According to him, "A lot of manuscripts are available at the Jos Museum, and at the Gidan Makama Museum in Kano, and at the Waziri Junaidu Historical Bureau, Sokoto, as well as the Ilorin Museum."

He adds that someone has done a PhD which looks at Arabic Writings of Etsako Scholars between the years 1918-1988. Countless PhDs in Arabic are being produced every year from our Universities, he adds. He says that contrary to the prevailing notion that graduates of Nigerian universities are unemployable, our graduates are actually very hot cakes and do very well abroad.

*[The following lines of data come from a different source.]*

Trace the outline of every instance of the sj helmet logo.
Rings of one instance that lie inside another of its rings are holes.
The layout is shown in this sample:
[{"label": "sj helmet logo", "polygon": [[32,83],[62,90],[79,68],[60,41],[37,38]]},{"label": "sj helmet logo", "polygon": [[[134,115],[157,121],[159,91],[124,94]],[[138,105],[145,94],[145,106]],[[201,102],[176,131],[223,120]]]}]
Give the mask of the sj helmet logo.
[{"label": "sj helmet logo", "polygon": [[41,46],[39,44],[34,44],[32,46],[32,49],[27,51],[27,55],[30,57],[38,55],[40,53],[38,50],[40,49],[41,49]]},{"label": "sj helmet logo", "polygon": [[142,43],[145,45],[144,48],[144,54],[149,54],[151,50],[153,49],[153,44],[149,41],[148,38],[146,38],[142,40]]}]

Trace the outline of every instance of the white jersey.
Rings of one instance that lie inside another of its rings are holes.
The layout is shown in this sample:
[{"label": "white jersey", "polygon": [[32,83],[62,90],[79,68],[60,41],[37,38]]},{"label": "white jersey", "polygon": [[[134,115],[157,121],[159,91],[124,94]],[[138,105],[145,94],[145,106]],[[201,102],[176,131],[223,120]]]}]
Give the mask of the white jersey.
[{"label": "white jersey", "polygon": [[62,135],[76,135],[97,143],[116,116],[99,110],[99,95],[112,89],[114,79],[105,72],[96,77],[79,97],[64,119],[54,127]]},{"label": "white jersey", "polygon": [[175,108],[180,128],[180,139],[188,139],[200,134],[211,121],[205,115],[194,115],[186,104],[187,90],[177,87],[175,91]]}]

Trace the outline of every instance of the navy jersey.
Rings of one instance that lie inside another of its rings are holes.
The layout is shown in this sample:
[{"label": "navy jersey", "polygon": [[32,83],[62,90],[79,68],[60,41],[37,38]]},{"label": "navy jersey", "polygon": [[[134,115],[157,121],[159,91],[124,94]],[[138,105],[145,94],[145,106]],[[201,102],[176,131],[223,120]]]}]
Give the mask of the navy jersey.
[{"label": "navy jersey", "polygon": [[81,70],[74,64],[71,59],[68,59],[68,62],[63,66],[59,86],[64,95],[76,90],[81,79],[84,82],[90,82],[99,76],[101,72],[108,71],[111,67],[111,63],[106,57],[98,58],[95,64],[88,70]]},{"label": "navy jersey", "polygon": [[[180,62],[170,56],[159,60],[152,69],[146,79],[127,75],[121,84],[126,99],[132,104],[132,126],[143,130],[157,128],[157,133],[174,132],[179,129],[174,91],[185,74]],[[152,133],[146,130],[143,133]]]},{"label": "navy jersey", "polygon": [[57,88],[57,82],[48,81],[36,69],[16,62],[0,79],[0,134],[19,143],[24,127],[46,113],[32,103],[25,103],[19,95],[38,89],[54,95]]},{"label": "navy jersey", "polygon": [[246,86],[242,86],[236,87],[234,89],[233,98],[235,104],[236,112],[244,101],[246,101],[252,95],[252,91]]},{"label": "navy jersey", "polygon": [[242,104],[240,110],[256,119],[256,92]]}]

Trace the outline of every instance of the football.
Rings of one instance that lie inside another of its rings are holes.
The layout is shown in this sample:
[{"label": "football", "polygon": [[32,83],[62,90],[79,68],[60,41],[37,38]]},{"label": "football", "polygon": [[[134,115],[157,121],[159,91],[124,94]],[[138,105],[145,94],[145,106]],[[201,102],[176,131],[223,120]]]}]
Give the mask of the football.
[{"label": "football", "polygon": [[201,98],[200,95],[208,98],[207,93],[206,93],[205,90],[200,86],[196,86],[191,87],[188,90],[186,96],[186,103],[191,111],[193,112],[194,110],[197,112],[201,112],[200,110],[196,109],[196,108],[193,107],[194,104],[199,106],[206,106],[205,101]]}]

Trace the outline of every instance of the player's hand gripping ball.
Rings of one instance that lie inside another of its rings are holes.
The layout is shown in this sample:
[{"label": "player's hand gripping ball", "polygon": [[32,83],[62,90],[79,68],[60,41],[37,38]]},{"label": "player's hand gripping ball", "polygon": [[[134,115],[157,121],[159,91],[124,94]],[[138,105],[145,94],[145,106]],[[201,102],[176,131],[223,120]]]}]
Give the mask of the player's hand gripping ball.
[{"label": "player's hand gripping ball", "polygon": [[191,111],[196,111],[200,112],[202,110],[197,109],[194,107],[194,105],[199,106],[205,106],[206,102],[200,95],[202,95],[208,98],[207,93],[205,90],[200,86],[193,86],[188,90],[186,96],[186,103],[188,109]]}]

"Nigerian graduates are making waves in all fields all over the world. You cannot have an academic journal in any part of this world that a Nigerian does not contribute to in any language, and we thank the Almighty for that." The Waziri has spent the last 33 years lecturing in Arabic and aspects of Islamic Studies, and is also an accomplished poet in the English language. He states that Professor Isaac Ogunbiyi who taught him Arabic at the University of Ibadan is a member of the Jehovah's Witnesses, which may surprise some. There is some food for thought here: His father, a Muslim, guided him in the direction of Arabic as a field of study. A non-Muslim now gave him the necessary grooming at the University.